До Дмитровского уезда добрались за два неполных дня, хотя Гаврила, памятуя о переменчивом нраве московской весны, закладывал на дорогу все три. Сани, полегчавшие против прежних, дорожных, шли ходко по насту, ещё крепкому по утрам, но к полудню уже предательски осевшему там, где солнце пригревало особенно щедро; возница, пожилой мужик по имени Кузьма, не раз бранился вполголоса, когда полозья начинали вязнуть в раскисшем от солнца снегу, но неизменно находил объезд по затенённой опушке, где мороз ещё держал землю в своей власти. Хатта и Такэда, закутанные в подбитые мехом плащи поверх доспехов — Дмитрий настоял на доспехах, памятуя о ночном нападении в переулке, — большую часть пути молчали, разглядывая проплывающие мимо леса с тем внимательным, ничего не упускающим любопытством, с каким привыкли разглядывать всякую новую для себя землю.

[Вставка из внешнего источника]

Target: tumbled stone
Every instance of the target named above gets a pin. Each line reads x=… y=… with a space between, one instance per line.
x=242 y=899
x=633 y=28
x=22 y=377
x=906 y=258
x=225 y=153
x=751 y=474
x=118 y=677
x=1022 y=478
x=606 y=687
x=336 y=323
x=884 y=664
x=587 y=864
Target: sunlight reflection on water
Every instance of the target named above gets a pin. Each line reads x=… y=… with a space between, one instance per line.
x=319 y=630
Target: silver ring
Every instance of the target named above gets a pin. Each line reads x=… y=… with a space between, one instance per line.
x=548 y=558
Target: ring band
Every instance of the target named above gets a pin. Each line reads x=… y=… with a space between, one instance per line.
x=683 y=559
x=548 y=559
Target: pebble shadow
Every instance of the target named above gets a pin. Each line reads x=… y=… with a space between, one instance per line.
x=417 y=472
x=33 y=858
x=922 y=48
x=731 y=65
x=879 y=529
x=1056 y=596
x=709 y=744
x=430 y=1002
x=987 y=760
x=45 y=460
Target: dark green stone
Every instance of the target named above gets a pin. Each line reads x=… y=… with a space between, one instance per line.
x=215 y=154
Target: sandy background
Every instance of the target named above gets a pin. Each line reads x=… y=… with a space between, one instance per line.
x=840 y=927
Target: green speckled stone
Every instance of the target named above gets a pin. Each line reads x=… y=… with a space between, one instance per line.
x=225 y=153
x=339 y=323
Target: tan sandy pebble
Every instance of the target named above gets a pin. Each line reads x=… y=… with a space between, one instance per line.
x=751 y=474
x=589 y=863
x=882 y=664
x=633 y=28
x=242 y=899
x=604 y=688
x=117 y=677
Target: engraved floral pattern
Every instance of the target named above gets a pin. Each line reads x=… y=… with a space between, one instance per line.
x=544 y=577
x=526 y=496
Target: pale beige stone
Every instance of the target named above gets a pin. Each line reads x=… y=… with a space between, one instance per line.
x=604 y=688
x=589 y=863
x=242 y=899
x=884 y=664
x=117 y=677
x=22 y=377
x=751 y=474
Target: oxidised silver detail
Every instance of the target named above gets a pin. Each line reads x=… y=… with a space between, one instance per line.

— Странно, — заметил наконец Такэда, нарушив долгое молчание где-то на исходе первого дня, когда лес расступился и впереди показалось широкое, укрытое снегом поле, — лес здесь совсем иной, нежели в Ямато. Гуще, темнее, а деревья — точно солдаты, что стоят слишком долго на одном месте и оттого утратили всякую выправку.

— Это ельник, — отозвался Дмитрий, невольно улыбнувшись такому сравнению. — Растёт себе как хочет, никто его в строй не ставит. Летом здесь темно даже в полдень — а зимой, гляди, наоборот, светлее, чем кажется.

Хатта на это ничего не сказал, лишь коротко кивнул, но Дмитрий, покосившись на своего старшего вассала, заметил в его взгляде ту же смесь настороженности и сдержанного любопытства, с какой сам Хатта, должно быть, разглядывал в своё время чужие берега, впервые сойдя с корабля в Ямато много лет назад юным воином.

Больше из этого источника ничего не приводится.